El Gobierno vasco propone ahora desvincular la RGI y el salario mínimo

Beatriz Artolazabal, consejera vasca de Empleo y Políticas Sociales.
Beatriz Artolazabal, consejera vasca de Empleo y Políticas Sociales. / Blanca Castillo
  • Calcula que elevar la Renta de Garantía un 8% hubiese costado 30 millones extras y sugiere que «desincentivaría la incorporación al mercado laboral»
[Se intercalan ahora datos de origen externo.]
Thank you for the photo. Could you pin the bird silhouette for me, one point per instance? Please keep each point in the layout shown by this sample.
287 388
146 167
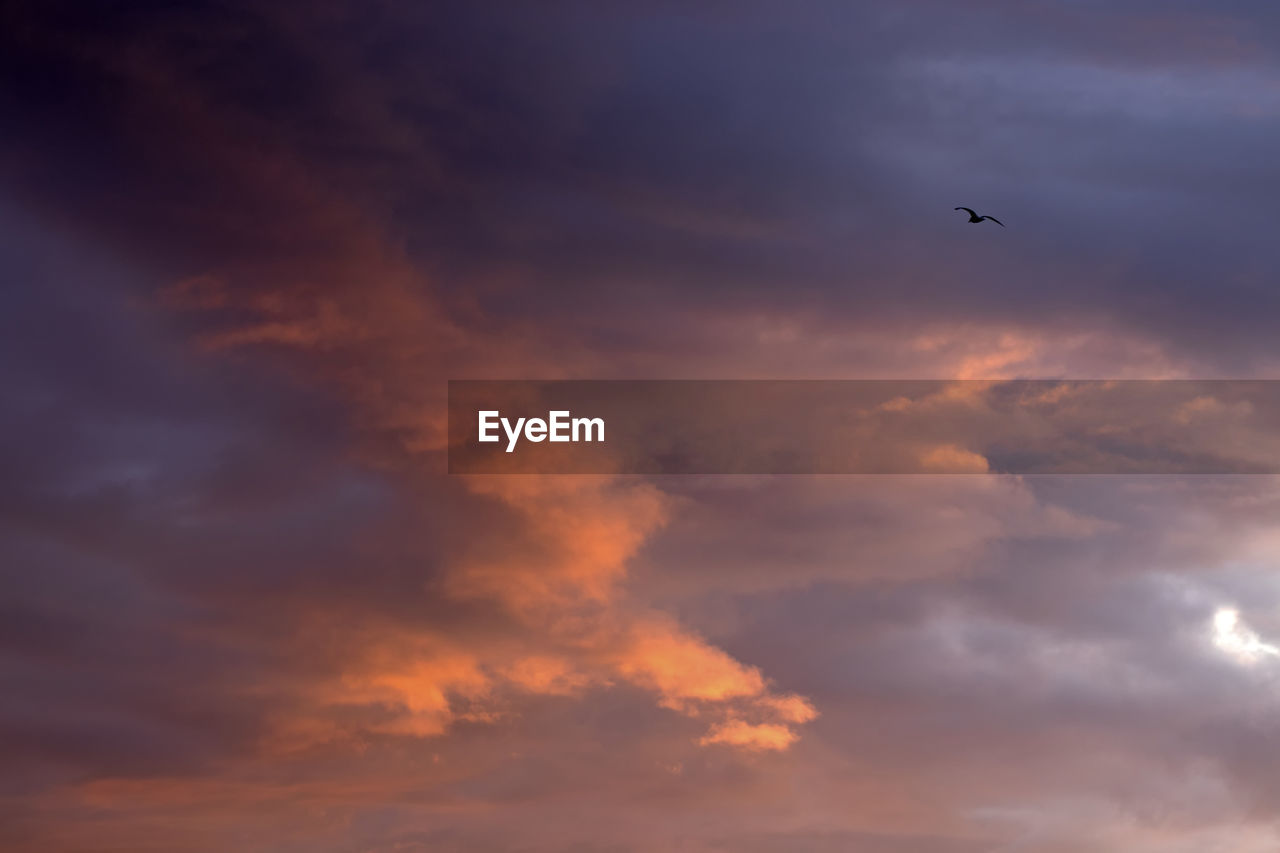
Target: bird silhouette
974 218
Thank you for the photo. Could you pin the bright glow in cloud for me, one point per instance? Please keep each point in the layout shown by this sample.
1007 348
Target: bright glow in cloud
1238 639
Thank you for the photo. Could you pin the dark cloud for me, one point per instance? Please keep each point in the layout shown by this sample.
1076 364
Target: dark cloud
243 247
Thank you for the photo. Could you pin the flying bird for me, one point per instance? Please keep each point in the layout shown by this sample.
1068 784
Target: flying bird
974 218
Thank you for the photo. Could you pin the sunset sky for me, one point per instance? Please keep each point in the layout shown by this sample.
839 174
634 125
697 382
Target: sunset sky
243 247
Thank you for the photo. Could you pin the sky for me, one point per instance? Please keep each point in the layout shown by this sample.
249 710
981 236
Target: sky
243 247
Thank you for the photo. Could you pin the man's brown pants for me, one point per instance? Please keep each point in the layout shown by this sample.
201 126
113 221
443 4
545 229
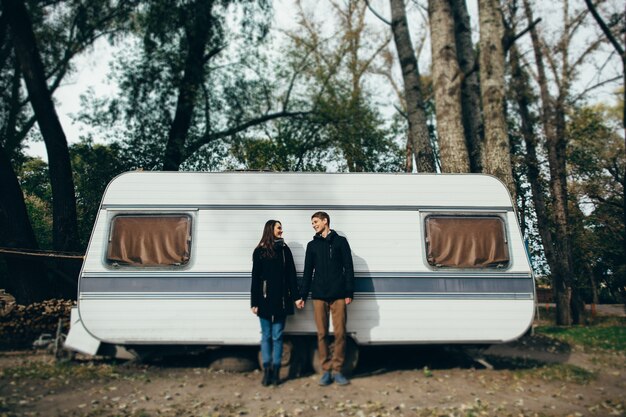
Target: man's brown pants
337 310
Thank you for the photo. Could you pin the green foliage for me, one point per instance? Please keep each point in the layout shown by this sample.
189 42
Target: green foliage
597 161
149 73
59 371
35 184
607 336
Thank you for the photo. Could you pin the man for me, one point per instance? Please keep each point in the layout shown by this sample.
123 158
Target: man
329 273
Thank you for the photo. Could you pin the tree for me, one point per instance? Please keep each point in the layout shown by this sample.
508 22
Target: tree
597 160
65 234
470 84
557 69
416 113
30 283
192 79
611 31
447 78
496 152
335 70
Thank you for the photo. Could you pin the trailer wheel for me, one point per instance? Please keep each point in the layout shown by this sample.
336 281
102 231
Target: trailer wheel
352 356
292 361
233 360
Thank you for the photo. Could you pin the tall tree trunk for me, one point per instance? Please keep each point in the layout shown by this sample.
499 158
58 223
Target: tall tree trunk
27 280
496 149
65 230
447 85
523 93
621 50
470 87
561 269
197 35
418 130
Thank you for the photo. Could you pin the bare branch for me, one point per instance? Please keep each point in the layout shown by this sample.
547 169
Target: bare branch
207 138
509 41
369 6
605 29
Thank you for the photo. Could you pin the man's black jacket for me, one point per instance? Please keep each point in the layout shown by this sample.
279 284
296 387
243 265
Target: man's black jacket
328 269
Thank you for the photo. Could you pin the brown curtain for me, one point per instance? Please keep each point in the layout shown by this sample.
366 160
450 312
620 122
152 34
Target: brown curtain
149 240
466 242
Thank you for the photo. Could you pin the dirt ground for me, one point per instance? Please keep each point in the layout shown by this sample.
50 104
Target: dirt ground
534 376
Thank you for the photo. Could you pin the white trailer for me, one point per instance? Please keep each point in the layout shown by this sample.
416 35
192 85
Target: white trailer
438 258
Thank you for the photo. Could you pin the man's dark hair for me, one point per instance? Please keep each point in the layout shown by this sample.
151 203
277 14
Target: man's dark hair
322 215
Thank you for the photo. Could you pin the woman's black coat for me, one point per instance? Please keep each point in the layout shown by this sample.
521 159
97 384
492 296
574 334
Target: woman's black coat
274 284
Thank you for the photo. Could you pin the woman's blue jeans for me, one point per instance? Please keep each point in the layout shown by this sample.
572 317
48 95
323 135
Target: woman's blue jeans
272 340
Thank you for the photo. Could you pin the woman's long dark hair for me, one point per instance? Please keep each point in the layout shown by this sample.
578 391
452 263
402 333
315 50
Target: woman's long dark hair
267 239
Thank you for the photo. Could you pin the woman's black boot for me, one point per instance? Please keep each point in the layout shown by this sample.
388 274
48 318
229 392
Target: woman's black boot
267 375
276 375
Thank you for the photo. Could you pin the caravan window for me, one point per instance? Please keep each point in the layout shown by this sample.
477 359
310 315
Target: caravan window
149 240
466 242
La consejera vasca de Empleo y Políticas Sociales, Beatriz Artolazabal, confirmó ayer que baraja seriamente desvincular la modificación de las cuantías de la Renta de Garantía de Ingresos (RGI) del Salario Mínimo Interprofesional (SMI) en la reforma de la ley que regula la ayuda. El texto definitivo será remitido al Parlamento vasco en un plazo de cinco meses, aunque Artolazabal ya dejó claras sus preferencias: «el IPC o el salario medio son mejores indicadores para actualizar la RGI porque el SMI no depende de nosotros, lo modifica el Gobierno central», explicó.

El nuevo plan fue avanzado por la consejera el día en el que comparecía por primera vez ante los medios para explicar las razones del Ejecutivo autonómico para no aplicar la subida del 8% a la RGI decretada por Madrid para el SMI y decantarse por el 1,5% marcado por el IPC pese a que el primer indicador es el que se viene usando habitualmente para los cambios. Una decisión que ha levantado ampollas entre los sindicatos y los partidos de la oposición –EH Bildu y Elkarrekin Podemos–. La subida del SMI fue «excepcional», aseguró Artolazabal tras recordar que un resquicio legal permite al Gobierno vasco no aplicar el incremento.

En busca de argumentos para defender la decisión adoptada, Beatriz Artolazabal aseguró que viene avalada por diferentes informes jurídicos remitidos por los expertos de Lanbide y del Estado, aunque fue más explícita al revelar que una subida del 8% en la RGI hubiera supuesto un gasto extra para las arcas públicas de «entre 30 y 41 millones de euros». Tras reiterar que la RGI «sube lo mismo que el coste de la vida» y que «nadie se quedará sin cobertura», la consejera de Empleo y Políticas Sociales sugirió que elevar la Renta de Garantía en la misma cuantía que el SMI podría «desincentivar la incorporación al mercado laboral» y «cronificar las ayudas» cuando uno de los principales retos del nuevo Gabinete Urkullu es reducir la tasa de desempleo al 10%.

Consenso

El Gobierno vasco limita la subida de la RGI para garantizar «la sostenibilidad del sistema» y recordó que Euskadi es la única comunidad que mantiene el SMI como índice de referencia para fijar la evolución de las cuantías de la ayuda social. En cualquier caso, Artolazabal recordó que la propuesta de reforma de la ley de ayudas sociales que se presentará en un plazo de cinco meses deberá ser consensuada con el resto de los grupos políticos.